FRYEBURG — The most difficult part of being an attendant at the Fryeburg Fair's Agricultural Exhibition Center may well be the tempting smells of contest entries.
"You'd kind of like to try them all, but we can't," said Jean Curtis, who has worked at the center for 28 years.
On Friday, Curtis was helping collect a variety of dishes entered into the Fall Food Festival. The festival takes entries based on an ingredient that changes each year. The key ingredient this year: spinach. Past ones have included zucchini, sweet potatoes and regular potatoes.
"We try to keep it to a local vegetable, or a local product that is generated in Maine," attendant Louise McKenzie said.
The Agricultural Exhibition Center displays a number of contest entries throughout the fair, ranging from photography to giant vegetables. It also hosts baking competitions, including whoopie pies, and this year also saw contests for the best oatmeal cookies, two-crusted apple pies, blueberry desserts and no-bake cookies.

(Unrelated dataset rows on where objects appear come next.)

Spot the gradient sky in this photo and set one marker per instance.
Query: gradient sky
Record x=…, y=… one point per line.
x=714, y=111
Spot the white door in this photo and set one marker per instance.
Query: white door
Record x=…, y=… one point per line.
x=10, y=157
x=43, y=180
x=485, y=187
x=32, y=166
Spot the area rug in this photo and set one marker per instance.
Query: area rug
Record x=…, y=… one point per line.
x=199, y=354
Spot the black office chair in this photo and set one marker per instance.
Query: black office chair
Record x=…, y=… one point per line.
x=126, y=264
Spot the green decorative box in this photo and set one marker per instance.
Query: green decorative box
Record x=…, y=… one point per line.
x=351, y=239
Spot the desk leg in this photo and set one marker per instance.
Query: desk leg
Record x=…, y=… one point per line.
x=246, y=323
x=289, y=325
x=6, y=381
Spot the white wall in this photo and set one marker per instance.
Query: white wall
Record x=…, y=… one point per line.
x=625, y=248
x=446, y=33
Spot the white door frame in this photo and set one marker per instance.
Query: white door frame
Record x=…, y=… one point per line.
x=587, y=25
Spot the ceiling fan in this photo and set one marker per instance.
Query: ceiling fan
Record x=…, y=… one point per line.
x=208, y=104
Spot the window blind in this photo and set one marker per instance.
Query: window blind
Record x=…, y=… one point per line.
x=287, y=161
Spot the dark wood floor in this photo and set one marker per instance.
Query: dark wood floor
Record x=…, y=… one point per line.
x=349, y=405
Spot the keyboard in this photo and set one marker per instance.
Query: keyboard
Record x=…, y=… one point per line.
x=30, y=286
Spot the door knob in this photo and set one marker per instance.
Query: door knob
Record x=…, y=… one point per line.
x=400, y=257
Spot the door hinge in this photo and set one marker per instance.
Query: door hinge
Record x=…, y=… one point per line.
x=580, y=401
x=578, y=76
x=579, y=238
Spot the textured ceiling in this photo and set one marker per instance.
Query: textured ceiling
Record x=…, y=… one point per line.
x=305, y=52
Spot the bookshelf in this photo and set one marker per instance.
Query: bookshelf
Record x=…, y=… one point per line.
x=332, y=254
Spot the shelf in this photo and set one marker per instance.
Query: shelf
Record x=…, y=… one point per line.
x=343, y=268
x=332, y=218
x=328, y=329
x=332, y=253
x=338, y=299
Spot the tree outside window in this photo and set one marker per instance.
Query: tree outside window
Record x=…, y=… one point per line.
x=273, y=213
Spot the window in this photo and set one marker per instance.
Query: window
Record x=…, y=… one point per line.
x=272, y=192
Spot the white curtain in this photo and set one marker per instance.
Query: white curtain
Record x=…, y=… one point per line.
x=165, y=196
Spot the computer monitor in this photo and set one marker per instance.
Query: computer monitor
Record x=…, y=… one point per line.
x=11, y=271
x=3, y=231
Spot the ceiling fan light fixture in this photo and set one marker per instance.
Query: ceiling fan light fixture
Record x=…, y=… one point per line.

After the judges have taken a taste and determined the winners, the remaining food is sold by the sample to benefit area nursing homes.
"People get very involved," McKenzie said. "Yesterday we had apple pie, and we had 25. And you couldn't even get by the people here waiting."
The Friday contest is the only one that allows competitors to submit hot dishes, although careful timing is needed if they do since a dish cannot be heated or refrigerated once it is submitted. Recipes become the property of the fair and may be included in a cookbook sold to benefit the fair and other nonprofits. The festival is open to Maine and New Hampshire residents, and limited to amateurs.
"We used to have people that were a professional chef or cook," McKenzie said. "And that kind of made it hard for everyone else."
Entries are judged based on the originality of the recipe, the ease of preparation, flavor and appearance. Though a few onlookers expressed interest in lending their skills as a judge, that duty had already been taken by Steve Moulton, owner of Belly Stuffers restaurant in North Conway, N.H., and Jim Rozzell, a retired Conway Recreation Department worker.
Barbara Lawrence, an attendant at the center, said the building's superintendent offers judging positions to local residents and usually seeks a mix of people involved in the food industry and people who aren't.
Eight entries came in before the 1 p.m. deadline, including pizza, salad and pie.
Sue Alimi of Fryeburg submitted a spinach dip in a bread bowl. It was surrounded by bread cubes removed to make the bowl, as well as raw vegetables and strawberries, and won best original dish.
"I didn't practice it, because I've made a similar recipe before," Alimi said. "It did take a little time to put together because I wanted the presentation to be nice."
Norma King of Lovell submitted a spinach soup for the specialty category, which includes dishes that are low-fat or dietetic. King said she experimented with the recipe for two or three hours and used pureed potatoes as a cream substitute.
"It took quite awhile because there's no recipe for spinach soup, even on the computer," she said. "If I don't win, I'm already satisfied, because I had a blast at home creating something new."
Krista Novia of Chatham, N.H., came away with the best overall ribbon after submitting her first entry in the festival competition: fruity spinach salad. Novia said the salad consisted of chopped fruit, walnuts, spinach and a homemade strawberry vinaigrette.
"It's actually really easy," she confessed.
Competitors have the advantage of knowing what next year's Fall Food Festival ingredient is going to be well in advance. The fair has declared dried beans to be the 2010 component of choice. Gail Wood of Raymond, whose seven-layer salad won the best specialty prize, said she'll be testing dishes until that time.
"For the year, I'll be using my husband as a guinea pig," she said. "He's my best critic."